Insomma, non è stata fatta una legge europea solo per mettere sotto controllo l’indisciplinata Italia? «Certo ritardi così gravi non aiutano nessuno, ma non c’è alcun sorvegliato speciale. Anche in Germania ci sono regioni i cui enti locali pagano con settimane di ritardo». «Del resto», prosegue l’eurodeputata, «per contrastare questo fenomeno si potrebbe lavorare sul patto di stabilità cercando di renderlo più flessibile, ma questa è una materia squisitamente nazionale». Viceversa la prospettiva comunitaria spiega questa direttiva sui ritardi e altre iniziative allo studio. «Stiamo lavorando sull’ipotesi di una aliquota comune», conferma Comi, «e quindi di una struttura armonizzata dell’imposizione, possibilmente allineata verso il basso.

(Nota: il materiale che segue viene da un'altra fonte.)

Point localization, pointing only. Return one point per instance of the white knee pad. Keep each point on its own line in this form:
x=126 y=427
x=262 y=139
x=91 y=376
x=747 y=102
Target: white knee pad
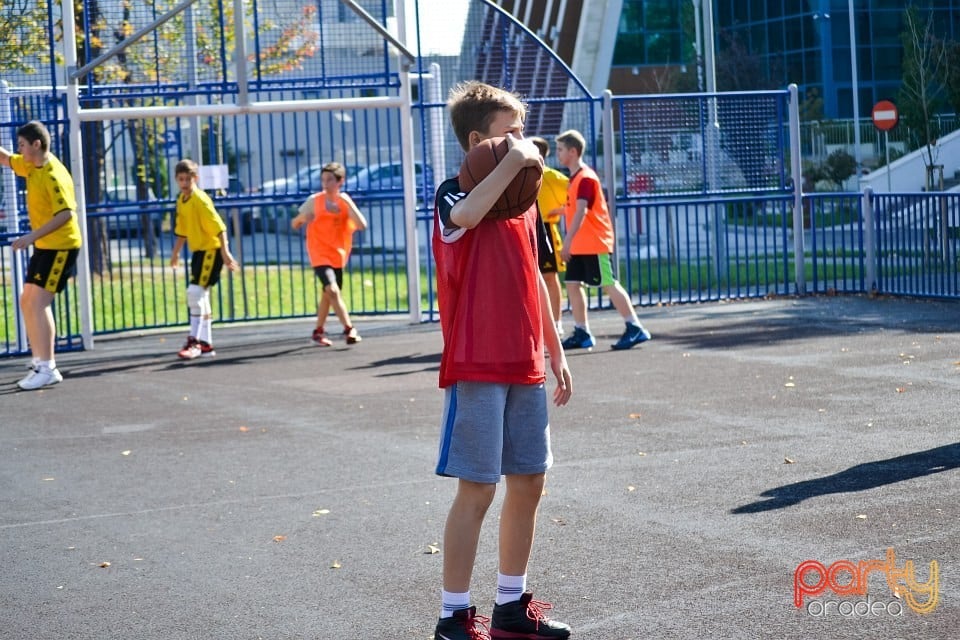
x=195 y=298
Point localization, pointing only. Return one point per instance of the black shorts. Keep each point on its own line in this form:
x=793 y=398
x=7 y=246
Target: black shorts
x=51 y=268
x=329 y=275
x=549 y=250
x=593 y=271
x=205 y=267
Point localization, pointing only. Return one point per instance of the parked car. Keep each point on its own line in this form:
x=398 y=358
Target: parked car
x=386 y=179
x=124 y=209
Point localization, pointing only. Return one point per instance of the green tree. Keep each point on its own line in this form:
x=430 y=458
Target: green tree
x=22 y=23
x=839 y=166
x=922 y=90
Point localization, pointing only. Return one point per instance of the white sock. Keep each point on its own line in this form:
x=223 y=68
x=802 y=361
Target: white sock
x=453 y=602
x=205 y=330
x=510 y=588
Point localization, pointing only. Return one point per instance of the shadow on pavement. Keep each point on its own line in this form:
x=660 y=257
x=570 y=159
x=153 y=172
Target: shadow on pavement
x=861 y=477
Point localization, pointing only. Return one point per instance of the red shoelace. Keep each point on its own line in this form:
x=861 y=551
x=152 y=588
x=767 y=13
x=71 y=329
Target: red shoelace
x=536 y=610
x=478 y=627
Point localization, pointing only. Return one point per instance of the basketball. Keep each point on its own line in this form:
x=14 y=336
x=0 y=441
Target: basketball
x=518 y=196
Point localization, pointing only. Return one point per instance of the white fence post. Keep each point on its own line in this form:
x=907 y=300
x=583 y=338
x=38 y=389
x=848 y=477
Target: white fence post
x=799 y=260
x=869 y=240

Nello stesso tempo è in preparazione una direttiva che riguarda il riconoscimento delle qualifiche professionali». Perché la libera circolazione non sia solo della finanza o dei soldi, occorre che i titoli per esercitare il proprio mestiere nei diversi Paesi dell’Unione siano in qualche modo paragonabili. Oggi ad esempio in alcuni Paesi si diventa dentista dopo tre anni di studio universitario, mentre in Italia il cursus studiorum è ben più lungo. Quanto ai tempi delle riforme sono decisamente diversificati. «Per parificare Iva e Irpef c’è ancora da lavorare almeno un anno, mentre entro sei mesi potrebbe essere pronto il testo sulle qualifiche. Assieme alla direttiva sui ritardi nei pagamenti, queste iniziative», conclude l’eurodeputata, «tracciano con determinazione una strada importante verso una politica fiscale europea e quindi verso una autentica integrazione comunitaria».